La segunda razón es la pandemia. Es una situación inédita que viene requiriendo remedios excepcionales a la población y a los gobernantes. La Casa Rosada ya metió la pata en grande con la idea de estatizar Vicentin, apostando a que sus detractores estarían adormilados por la cuarentena. Lejos de ello, el episodio se transformó en una sonora derrota, por la simple razón de que a nadie le gusta que, en medio de una crisis como la actual, se introduzca un peligroso Caballo de Troya completamente ajeno a las urgencias del momento. No es un argumento para soslayar.
Córdoba, por supuesto, no será ajena al debate en ciernes.
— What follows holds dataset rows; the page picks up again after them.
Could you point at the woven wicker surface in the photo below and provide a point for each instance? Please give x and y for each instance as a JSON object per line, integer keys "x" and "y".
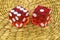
{"x": 30, "y": 32}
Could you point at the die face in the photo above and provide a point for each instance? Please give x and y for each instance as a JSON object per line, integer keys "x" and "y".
{"x": 41, "y": 16}
{"x": 19, "y": 16}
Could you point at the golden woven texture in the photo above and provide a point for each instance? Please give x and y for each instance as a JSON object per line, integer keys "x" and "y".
{"x": 30, "y": 32}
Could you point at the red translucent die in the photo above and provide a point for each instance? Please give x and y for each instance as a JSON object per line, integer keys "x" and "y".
{"x": 19, "y": 16}
{"x": 41, "y": 16}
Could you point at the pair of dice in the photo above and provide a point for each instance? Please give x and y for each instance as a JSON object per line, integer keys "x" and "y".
{"x": 19, "y": 16}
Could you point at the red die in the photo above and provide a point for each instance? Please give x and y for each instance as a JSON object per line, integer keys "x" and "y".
{"x": 41, "y": 16}
{"x": 19, "y": 16}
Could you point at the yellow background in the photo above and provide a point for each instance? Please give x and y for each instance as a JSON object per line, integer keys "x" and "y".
{"x": 30, "y": 32}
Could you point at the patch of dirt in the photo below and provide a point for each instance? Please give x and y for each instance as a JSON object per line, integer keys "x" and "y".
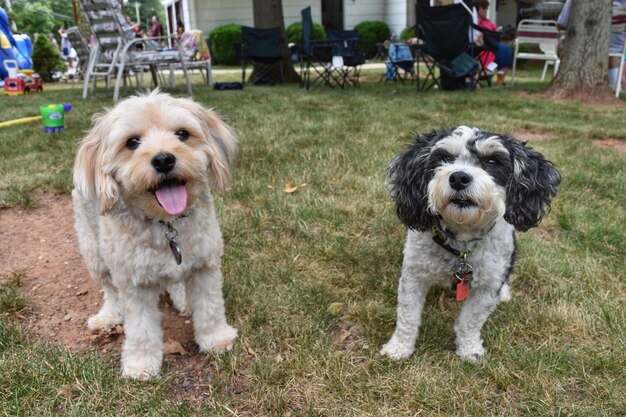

Se descuenta que buena parte de su población se opondrá vehementemente al proyecto oficialista, dada la ojeriza mediterránea con todo lo que provenga del kirchnerismo. Para colmo, y pese a los laureles que exhibe “La Docta” en el mundo académico y del derecho, el Fernández ha optado por no convocar a ningún notable de estas latitudes a la comisión de 11 expertos que habrán de asesorarlo para analizar cambios en el funcionamiento de la Corte Suprema. En una entrevista concedida al matutino La Voz del Interior, el vocal del Tribunal Superior de Justicia, Luis Rubio, se quejó abiertamente por esta exclusión. “Me llama mucho la atención que no haya ningún cordobés, ya que el Poder Judicial de Córdoba, en muchos aspectos, es un ejemplo a tomar a nivel nacional”. Rubio expresa otra de las formas de distanciamiento social que separa al distrito del presidente y de su entorno político.
Estos factores son cuidadosamente analizados por Juan Schiaretti y su espada en el Congreso, el riocuartense Carlos Gutiérrez. El recuerdo de Vicentin está todavía fresco, y más presente aún el riesgo de que, llegado el momento, los votos de sus diputados nacionales podrían terciar en este nuevo asunto.
No sorprende, por lo tanto, que ambos estén analizando las implicaciones de apoyar o rechazar la iniciativa, especialmente cuando se trata de contener a los propios votantes del gobernador que -otra curiosidad autóctona- votan al peronismo en la provincia pero también lo hacen al macrismo en las nacionales. Por ahora, la instrucción desde el Panal es no hablar. La excusa para el silencio es conocer en profundidad la iniciativa pero, en realidad, se trata de ganar tiempo para observar hacia dónde se inclinan las pasiones y hasta qué punto el discurso que asocia la reforma judicial con la impunidad gana o pierde terreno en la sociedad.
Es un poco la estrategia seguida con Vicentin, pero con una gran diferencia: de continuar con la idea de estatizarla, el campo hubiera exigido una posición clara. Previendo aquel escenario, Gutiérrez ya había afirmado ante la Sociedad Rural de Jesús María que no harían nada que perjudicase al sector, una expresión que, aunque críptica, calmó las aguas. La posterior desactivación de la expropiación tornó abstractas ulteriores consideraciones.
De cualquier manera, la experiencia vivida con el episodio de la cerealera es un fantasma que no puede exorcizarse fácilmente. Si el gobierno insiste con sus planes, en algún momento Schiaretti deberá blanquear su posición. Llegado a tal punto, el gobernador tendrá que volver a ejercer de equilibrista entre la opinión pública y la necesidad de fondos que atenaza a su administración. Este es un síntoma de que, a pesar de su indudable poder local, no deja de pertenecer a un grupo de riesgo político.